Thousands died and more than 13 million people fell ill with malaria caused by the parasite Plasmodium vivax last year. There is no vaccine for the disease, partly because multiple strains of P. vivax circulate globally, making it difficult to develop a vaccine. Now, researchers studying a protein crucial for the parasite’s survival have found two portions of that protein that do not vary across many strains. Antibodies against these portions of the protein protect against disease, according to researchers at Washington University School of Medicine in St. Louis. The study is available online in the Proceedings of the National Academy of Sciences.
“This protein – called Duffy binding protein – is the most promising target for vaccine development because it is almost impossible for the parasite to cause infection without it,” said Niraj Tolia, associate professor of molecular microbiology and the study’s senior author.

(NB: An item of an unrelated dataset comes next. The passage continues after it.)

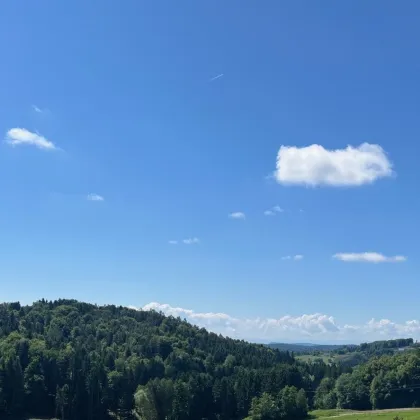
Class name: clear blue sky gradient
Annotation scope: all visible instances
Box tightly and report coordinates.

If the parasite does not bind to the human protein – either because antibodies block the binding site or because the human protein is missing – the parasite is unable to cause disease. P. vivax is found all over the world, but it causes relatively little disease in Africa, where many people lack this specific protein on their red blood cells.
Tolia and colleagues studied three antibodies that are known to prevent a range of binding proteins from latching on to the human protein, and identified the portion of the binding protein to which the antibodies were bound. Two antibodies bound to the same portion, or epitope, while the third bound at another spot. “Our study helps define what we should be targeting to get universal protection,” Tolia said.